Pas facile d’exister au sein du PS par les temps qui courent. Le parti à la rose, pris entre les deux mâchoires carnassières de Royal et de Delanoë, qui ne sait plus que faire de son premier secrétaire finissant et hésite quant à l’identité à donner à son successeur, qui n’arrive pas à se mettre d’accord sur l’opportunité de désigner dès aujourd’hui le candidat idéal pour 2012, qui ne se dépatouille que très mal de l’ouverture opportuniste et caricaturale de Sarkozy. Ce parti-là vivote, certes, mais ne pèse plus. Il oscille entre le néant et l’abandon, tout juste remis de règlements de compte pathétiques qui laisseront de toute façon des traces. Pas facile, donc, dans ce cloaque, de surnager, de faire entendre sa voix. Peu, de toute façon, essaient. Trop tôt, rien à dire, ou peur de déplaire aux favoris de la couronne, au Bertrand ou à la Ségolène, qui sont en train de reprendre la main, et manifestement désireux une fois leur volonté accomplie, de serrer à mort la vis, pour éviter les débordements passés. Chez les socialistes, plus que jamais, l’ambiance est au combat, à la bataille de chiffonniers, à savoir qui gardera les gosses, comme dirait Fabius. La pilule de mai n’est toujours pas passée, la méthode Royal n’a pas suffisamment évolué pour convaincre, et Delanoë, lui, pédale à côté de son vélib’, ou pas loin. Mais il y a Arnaud Montebourg, heureusement.
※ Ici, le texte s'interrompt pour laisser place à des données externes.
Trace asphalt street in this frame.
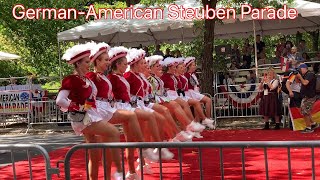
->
[0,134,83,167]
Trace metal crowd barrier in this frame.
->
[64,141,320,180]
[213,91,261,120]
[213,91,289,127]
[0,144,59,180]
[29,100,70,125]
[0,99,70,129]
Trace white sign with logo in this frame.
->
[0,90,30,114]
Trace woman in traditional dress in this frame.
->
[259,68,281,130]
[56,44,123,180]
[181,57,214,129]
[86,43,159,179]
[161,57,205,137]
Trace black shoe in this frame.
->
[311,123,319,130]
[301,128,314,133]
[262,122,270,130]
Arnaud Montebourg est l’exemple parfait, en politique, de ce qu’on appelait « l’éternel espoir », en foot. Le gars qui promet, qui promet, et puis qui finalement n’éclot jamais, n’arrive pas, ne concrétise rien. Un jeune premier sans premier rôle, cantonné aux aboiements de roquets, terrain déjà très occupé par l’extrême de la gauche, Mamère en tête, et Besancennot aussi. Montebourg, pourtant, n’est pas sans finesse, ni sans sens du comique. Mais souvent à ses dépens. Hier, pour fêter la nouvelle année, le jeune homme sans avenir s’est fendu d’une interview à Libération et d’une lettre non à Guy Môquet, mais à Bernard Kouchner. Dans l’interview, Montebourg pointe les insuffisances du gouvernement, sans trop d’emphase, sans trop d’excès, avec même quelque lucidité, d’ailleurs : « Nicolas Sarkozy a du bagout pour assurer le service après-vente de huit mois d’échecs. Pouvoir d’achat, croissance, dette, commerce extérieur, les résultats de son action ne sont en rien à la hauteur d’une "nouvelle Renaissance", mais plutôt ceux d’un président de la poursuite du déclin. » (...) « Le sarkozysme est un absolutisme. Le Parlement est devenu une chambre d’enregistrement purement formelle, comme sous Louis XVIII. Quant au gouvernement, il ne gouverne pas. C’est une équipe de figurants et de potiches. » (...) « Cette présidence me fait penser aux Romains de la décadence. La classe dirigeante festoie pendant que le peuple peine à boucler ses fins de mois. C’est un spectacle à la Dallas, une série B de mauvais goût. » La saillie n’est pas très originale, à peine sévère, ce genre de moquerie ne sert pas vraiment le débat politique, mais a le mérite de viser plutôt juste, c’est déjà pas mal. En ces temps où rien n’est plus autorisé, gardons le droit de fumer ses adversaires, fussent-ils politiques. Bon, après, dans la même interview, c’est moins bien, quant Montebourg se demande si Rachida Dati est « ministre de la Justice ou mannequin chez Dior », là on retombe chez le Carlier de bas étage, ce qui est presque un pléonasme. Idem lorsqu’il se demande si les « conquêtes du président finiront au gouvernement. » C’est mauvais, et sans intérêt.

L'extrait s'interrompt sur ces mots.